Dismantling ELT: The Case for Graphs, Not Silos

(jack-vanlightly.com)

10 points | by sebg 10 hours ago ago

7 comments

  • datatrashfire 37 minutes ago

    I missed the part where there was an actionable takeaway about how I as a practitioner am supposed to differently.

  • dallasg3 2 hours ago

    I hate to say it, but good documentation is the key here.
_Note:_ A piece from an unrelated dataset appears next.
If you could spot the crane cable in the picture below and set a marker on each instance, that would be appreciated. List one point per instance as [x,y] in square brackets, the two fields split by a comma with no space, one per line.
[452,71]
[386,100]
Visualizing data as interconnected nodes breaks down silos, aligns teams and makes it easier to build reusable, loosely-coupled systems.

  • arkh 2 hours ago

    > provide “data APIs” to data teams

    I feel like I'm reading part of Data Mesh again.

  • tspann an hour ago

    reminds me nifi plus kafka

  • jacknews 3 hours ago

    Since the article uses lots of big words, phrases and memes (when a few simple words would suffice), and assumes you know it already, Conway's law is simply that your technical architecture will reflect your social/organizational architecture.

    • orbat an hour ago

      "Big words, phrases and memes"? You got this distressed about an article using industry standard terminology for its target audience and assuming that you'd read (or would read) the post it linked to on Conway's law?

  • smitty1e 3 hours ago

    It's a great theoretical point.

    > The tools, the practices, all built around the premise that software and data teams don’t work closely together.

    In particular, the various teams, even the same team with itself, end up being separated along a timeline.

    Information Technology ends up being the embarrassment we all face that our data are rarely, if ever, showing up dressed for work.